Department of Mathematics

Level of Studies

Undergraduate

Course Code

ΜΑΕ532

Semester

5

Course Title

Stochastic Processes

Independent Teaching Activities

Lectures (Weekly Teaching Hours: 3, Credits: 6)

Course Type

Special Background

Prerequisite Courses It is desirable to have elementary knowledge of probability theory.
Language of Instruction and Examinations

Greek

Is the Course Offered to Erasmus Students

Yes (in English, reading Course)

Course Website (URL) See eCourse, the Learning Management System maintained by the University of Ioannina.

Learning Outcomes

Learning outcomes

A stochastic process is a collection of random variables which describe the behavior of a system that evolves randomly in time. In this course you will gain the theoretical knowledge and practical skills necessary for the analysis of stochastic systems, i.e., systems that evolving over time under probabilistic laws. Stochastic modelling is an interesting and challenging area in applied probability that is widely used in physics, biology, engineering, as well as economics, finance, and social sciences. Our aim in this course is to provide an introduction in the basic notions of stochastic processes at an undergraduate level, with particular emphasis on the Markovian processes in discrete and in continuous time with discrete state spaces.

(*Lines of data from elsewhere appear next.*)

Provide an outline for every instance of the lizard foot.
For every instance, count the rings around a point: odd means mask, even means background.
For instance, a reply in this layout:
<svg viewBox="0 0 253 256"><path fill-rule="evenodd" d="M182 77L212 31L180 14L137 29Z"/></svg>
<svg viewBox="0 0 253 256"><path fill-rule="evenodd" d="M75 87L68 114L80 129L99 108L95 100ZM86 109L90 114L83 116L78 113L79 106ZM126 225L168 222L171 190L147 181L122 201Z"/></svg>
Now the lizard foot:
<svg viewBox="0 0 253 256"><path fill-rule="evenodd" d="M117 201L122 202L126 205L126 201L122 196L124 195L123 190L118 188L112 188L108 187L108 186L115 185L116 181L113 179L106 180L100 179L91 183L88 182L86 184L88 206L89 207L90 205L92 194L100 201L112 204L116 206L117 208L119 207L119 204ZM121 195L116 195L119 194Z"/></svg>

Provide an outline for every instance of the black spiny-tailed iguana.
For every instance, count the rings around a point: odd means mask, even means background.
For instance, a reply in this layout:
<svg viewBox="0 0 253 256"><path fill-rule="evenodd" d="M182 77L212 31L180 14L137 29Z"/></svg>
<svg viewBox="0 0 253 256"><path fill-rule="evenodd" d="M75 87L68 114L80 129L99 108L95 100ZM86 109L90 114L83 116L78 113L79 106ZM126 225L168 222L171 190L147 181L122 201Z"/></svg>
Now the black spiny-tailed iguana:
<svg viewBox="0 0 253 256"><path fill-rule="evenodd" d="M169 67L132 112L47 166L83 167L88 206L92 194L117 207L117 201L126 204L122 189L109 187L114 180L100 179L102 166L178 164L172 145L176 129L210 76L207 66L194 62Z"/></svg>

The course aims to enable students to:

  • Become familiar with the general theory and techniques related to Discrete Time Markov Chains (DTMC), and Continuous Time Markov Chains (CTMC).
  • Become familiar with the concept of stochastic modelling.

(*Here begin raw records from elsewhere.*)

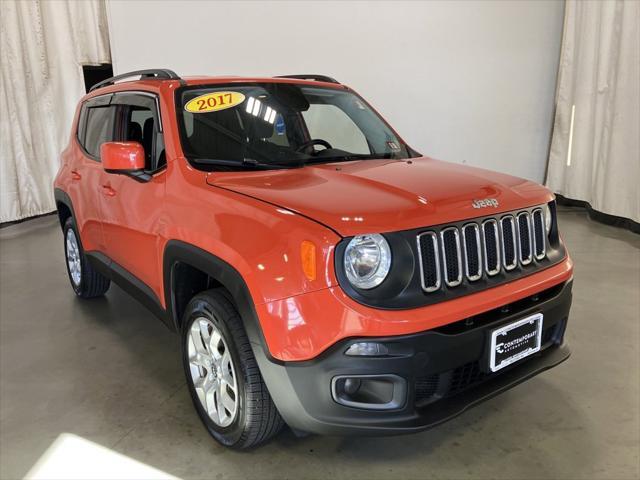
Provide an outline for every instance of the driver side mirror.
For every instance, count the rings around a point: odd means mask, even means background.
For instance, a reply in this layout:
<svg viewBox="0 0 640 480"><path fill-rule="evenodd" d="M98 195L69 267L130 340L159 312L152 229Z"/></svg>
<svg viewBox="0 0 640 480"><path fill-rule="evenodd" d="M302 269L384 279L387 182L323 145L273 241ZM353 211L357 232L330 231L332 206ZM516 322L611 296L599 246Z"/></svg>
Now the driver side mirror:
<svg viewBox="0 0 640 480"><path fill-rule="evenodd" d="M128 175L138 181L148 181L144 172L144 148L138 142L105 142L100 146L100 159L107 173Z"/></svg>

At the end of the course, the student will be able to:

  • To develop aptitude in analyzing random walks.
  • To have insight into Markov chains, Markov processes and birth-and-death processes, and to be able to determine their stationary distribution.
  • To have a thorough understanding of the properties of the Poisson process.
  • To get a feeling for the application of stochastic processes in the analysis and optimization of all kinds of systems and phenomena in industry and society.
   • To be able to treat a modeling problem of moderate size in the area of stochastics.
   • Derive the theoretical properties of Markovian models and carry out corresponding calculations.
General Competences
  • Working independently
  • Decision-making
  • Production of free, creative and inductive thinking
  • Criticism and self-criticism

Syllabus

Introduction to stochastic processes: Definition, examples, Random walks: Constrained random walks: gambling problems, Reflected random walks, Discrete Time Markov Chains (DTMC): Introduction, Definitions, examples, Transient behaviour, First passage times, First step analysis, Classification of states, visits to a fixed state, limiting behaviour and applications, Continuous Time Markov Chains (CTMC): Poisson process and applications, Birth-death processes and applications.

Teaching and Learning Methods - Evaluation

Delivery

Classroom (face-to-face)

Use of Information and Communications Technology -

Use of ICT in communication with students

Teaching Methods
Activity Semester Workload
Lectures 39
Working independently 78
Exercises-Homeworks 33
Course total 150
Student Performance Evaluation

Final exams (100%) including Theory and Exercises

Attached Bibliography

See the official Eudoxus site or the local repository of Eudoxus lists per academic year, which is maintained by the Department of Mathematics. Books and other resources, not provided by Eudoxus:

  • V.G. Kulkarni. Introduction to Modeling and Analysis of Stochastic Systems Second Edition, Springer, 2011 (parts from Ch. 1-4).
  • M. Pinsky, S. Karlin. An Introduction to Stochastic Modeling, Fourth Edition, Academic Press, 2011. (parts from Ch. 3-6).
  • N. Privault. Understanding Markov Chains Examples and Applications. Springer, 2018.
  • Ross, S.. Introduction to Probability Models, Academic Press, New York, 12th Ed. 2019.